Miller seeks duplicative relief for a claim already adjudicated by the Superior Court and is therefore estopped under the doctrine of claim preclusion from maintaining this action. Further, even if preclusion did not bar his claim, the relief he seeks is not available under G.L. c. 240, § 14A. Finally, as an appeal under G.L. c. 40A, § 17, is the exclusive remedy for a person aggrieved by a special permit decision, and appeals under that section must be brought within 20 days of the disputed decision being filed with the city clerk, this court lacks jurisdiction to hear Miller's claim which was not filed for more than two years after the Special Permit issued.

Conclusion

For the foregoing reasons, the Defendant's Motion for Judgment on the Pleadings is ALLOWED. Judgment shall enter dismissing Miller's Complaint with prejudice.

SO ORDERED


FOOTNOTES

[Note 1] The court can take judicial notice of certain recorded documents. See Mass. G. Evid. 201(b); Jarosz, 436 Mass. at 529-530; Fitzpatrick v. Yeaman, 16 LCR 601 , 602, n.4 (2008); Ramos v. Jones, 23 LCR 93 , n. 2 (2015).

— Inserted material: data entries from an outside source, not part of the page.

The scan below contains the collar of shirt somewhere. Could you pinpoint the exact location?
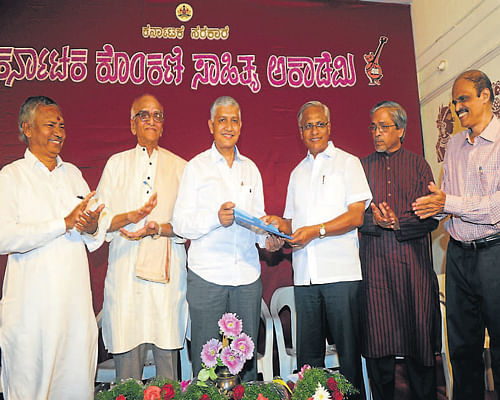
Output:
[465,115,500,144]
[24,148,63,172]
[210,142,242,162]
[375,146,403,158]
[135,143,158,162]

[Note 2] Even if the court were to convert the Motion for Judgment on the Pleadings to a summary judgment motion, considering Miller's additional materials and drawing all inferences in his favor, Willitts v. Roman Catholic Archbishop of Boston, 411 Mass. 202 , 203 (1991), the outcome of the motion would be the same.

[Note 3] "[A] trial court judgment is final and has preclusive effect regardless of the fact that it is on appeal." O'Brien v. Hanover Ins. Co., 427 Mass. 194 , 201 (1998).